Conway still working on paying down Senate debt, won't recoup his own $600,000
01/27/2011 08:03 PM
Democratic Attorney General Jack Conway, who is preparing for a re-election bid, said he has cut in half the debt to vendors left over from last year’s U.S. Senate race but won’t get back much of his own money he put in the race.
Conway ended the campaign with $100,000 of debt to vendors from the campaign, including $72,000 to his campaign’s general consulting firm Grunwald Communications headed by Mandy Grunwald, according to his Dec. 6, 2010 report to the Federal Election Commission.
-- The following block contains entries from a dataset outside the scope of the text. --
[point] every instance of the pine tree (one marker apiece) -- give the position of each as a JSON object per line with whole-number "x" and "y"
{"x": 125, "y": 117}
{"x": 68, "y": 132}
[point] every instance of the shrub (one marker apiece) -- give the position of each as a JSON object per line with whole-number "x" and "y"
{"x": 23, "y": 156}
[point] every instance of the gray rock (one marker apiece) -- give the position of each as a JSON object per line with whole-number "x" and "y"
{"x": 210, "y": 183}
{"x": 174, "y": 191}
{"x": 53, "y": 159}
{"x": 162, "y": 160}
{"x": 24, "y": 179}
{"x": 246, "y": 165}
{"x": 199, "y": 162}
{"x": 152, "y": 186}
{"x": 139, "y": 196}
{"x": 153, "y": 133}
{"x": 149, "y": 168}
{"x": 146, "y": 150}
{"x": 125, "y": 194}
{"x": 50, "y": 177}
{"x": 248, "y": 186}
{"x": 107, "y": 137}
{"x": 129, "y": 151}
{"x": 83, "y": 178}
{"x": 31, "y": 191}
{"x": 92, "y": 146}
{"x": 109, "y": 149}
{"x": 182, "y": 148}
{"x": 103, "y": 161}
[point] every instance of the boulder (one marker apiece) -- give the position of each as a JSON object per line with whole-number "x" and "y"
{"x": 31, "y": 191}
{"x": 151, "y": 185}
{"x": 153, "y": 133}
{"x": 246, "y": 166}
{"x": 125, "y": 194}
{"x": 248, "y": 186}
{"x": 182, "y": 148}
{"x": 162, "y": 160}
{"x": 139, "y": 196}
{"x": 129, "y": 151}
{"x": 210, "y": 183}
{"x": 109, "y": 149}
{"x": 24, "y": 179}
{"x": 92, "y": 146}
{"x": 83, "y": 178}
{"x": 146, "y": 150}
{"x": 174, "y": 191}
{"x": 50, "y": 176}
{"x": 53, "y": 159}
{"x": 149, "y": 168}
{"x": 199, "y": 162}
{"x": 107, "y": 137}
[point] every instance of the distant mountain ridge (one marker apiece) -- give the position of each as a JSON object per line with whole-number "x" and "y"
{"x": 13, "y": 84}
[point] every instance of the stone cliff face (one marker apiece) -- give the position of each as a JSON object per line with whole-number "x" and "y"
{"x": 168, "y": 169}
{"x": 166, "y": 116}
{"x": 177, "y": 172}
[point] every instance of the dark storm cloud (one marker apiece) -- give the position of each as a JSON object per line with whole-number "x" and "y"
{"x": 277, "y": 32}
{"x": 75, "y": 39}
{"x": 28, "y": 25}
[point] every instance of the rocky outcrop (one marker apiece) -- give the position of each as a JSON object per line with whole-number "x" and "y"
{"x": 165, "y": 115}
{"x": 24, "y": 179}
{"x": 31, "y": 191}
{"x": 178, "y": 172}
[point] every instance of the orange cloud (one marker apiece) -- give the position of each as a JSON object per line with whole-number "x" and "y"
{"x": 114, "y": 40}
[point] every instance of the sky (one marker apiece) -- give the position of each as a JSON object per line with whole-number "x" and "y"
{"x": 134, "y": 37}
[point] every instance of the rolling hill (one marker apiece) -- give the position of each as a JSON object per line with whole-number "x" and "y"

Most of those bills came into the campaign after the election, Conway said on Thursday’s edition of Pure Politics. “There were some unexpected charges,” he said.
Weeks after the election, he sent a message to supporters asking them to contribute to pay off those bills and said he has the debt to vendors “under $50,000.”
Conway said he didn’t expect to recoup more than $600,000 of his own funds he put into his Senate campaign. In total, he put in more than $650,000 but still had more than $630,000 outstanding, according to the last report.
“I don’t think I’ll get that back,” he said.
Conway’s opponent in last spring’s Democratic primary for U.S. Senate, Lt. Gov. Daniel Mongiardo, said on Pure Politics last week he’s still working on raising money to repay money he put into his unsuccessful campaign.
He also answered more questions about the infamous Aqua Buddha ad. He talked about that ad at his re-election announcement last week, explaining that he first saw it the night before it aired at a Paducah hotel while on the road campaigning.
“There was an argument over the ensuing hours about, ‘OK do we go with this or not?’” he said on Pure Politics. “There were members of my team saying OK, this is our best-testing thing on Rand Paul.
“What that ad did was it allowed him to assume the role of the victim and my campaign should have never allowed him to assume that role,” Conway added.
The frustrating part regarding the Aqua Buddha ad, he said as the interview continued off camera, was not “having a process” to review, discuss and debate the effects of it. “I was ill-served by my team. Ultimately, it was my decision. So that’s on me,“ he said.
Conway said in his news conference Friday that he will bring in a new campaign team for his re-election run.
He said that he is close to hiring a polling firm. And he will likely hire a part-time campaign staffer this spring but wait until the summer to bring in a full-time campaign manager, Conway said.